A TV industry insider did some soul searching and remarked, “I hate the word ‘vagina.’ But not nearly as much as the dreaded P word. In everyday life I prefer to use C U Next Tuesday because it’s succinct and so offensive that it’s funny. In mixed company, I may opt for other humorous terms like ‘hatchet wound.’ But for TV, let’s all agree to stick with ‘vagina.’ That is, unless everyone can rally behind ‘pikachu’ or ‘tamagotchi.'”
A more serious Kevin Glass, managing editor of Townhall.com, said his publication has no official policy on the matter. “We don’t allow any words to be used in poor taste, but don’t censor our authors where it’s appropriate,” he said.
The Daily Caller‘s Taylor Bigler said she’s free when it comes to using the word. “‘Vagina’ is at the very bottom of the list of words that I’m squeamish about saying or using in copy,” she said. “It’s just a part of the body. I’m much more concerned about getting words like ‘douchebag’ and ‘Octomom porn’ past the editors.” Her boss, Editor-in-Chief Tucker Carlson, takes a far more conservative slant on the matter. “I approach that word as the ancient Israelites did YHWH: I have too much respect to use it lightly,” he said. On the subject of using the word on TV: “No.”
Host of XM Radio’s Press Pool Julie Mason told us she could say “vagina” loud and proud on the air if she wanted, but she tries playing it “mostly square.” She said, “My boss’s general rule is to imagine an eight-year old in the car listening to the show — don’t say things that might cause their parent to switch to [shock jock] Howard Stern as the sober alternative.”
Then there’s this from Bretibart News‘ Tony Lee, who by far had the most interesting personal policy on the matters. “I don’t use that term in person,” he said, “and given what I refer to it as would be too crude for print, I would write ‘female genitalia’ or ‘female genitals,’ which would be consistent with the the word choice in stories dealing with horrific ‘female genital’ mutilation.”

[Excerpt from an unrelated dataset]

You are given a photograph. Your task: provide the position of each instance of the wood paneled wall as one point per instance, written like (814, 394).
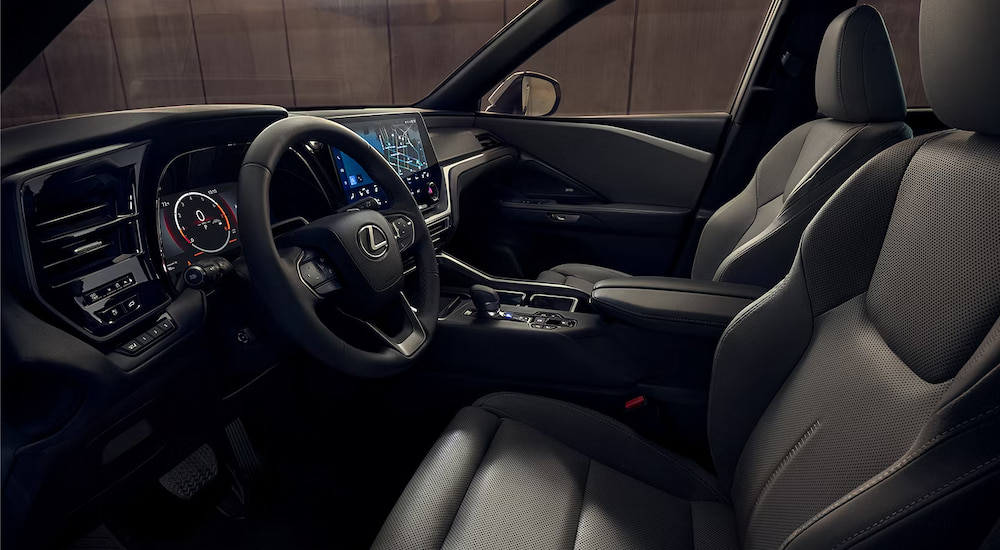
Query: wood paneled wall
(633, 56)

Author of the Mr. Media Training Blog Brad Phillips acknowledged how “absurd” it is “that if George Carlin were alive today, he’d need to expand his list of dirty words you can’t say on television to include ‘vagina.'” His personal advice on using “vagina” in media comes in the form of an introspective question: “Does it help them make their point, or does it serve as a distraction that prevents people from hearing their larger point?” He said the two state congresswomen used the word effectively, as “it drew national attention to an issue they were passionate about.”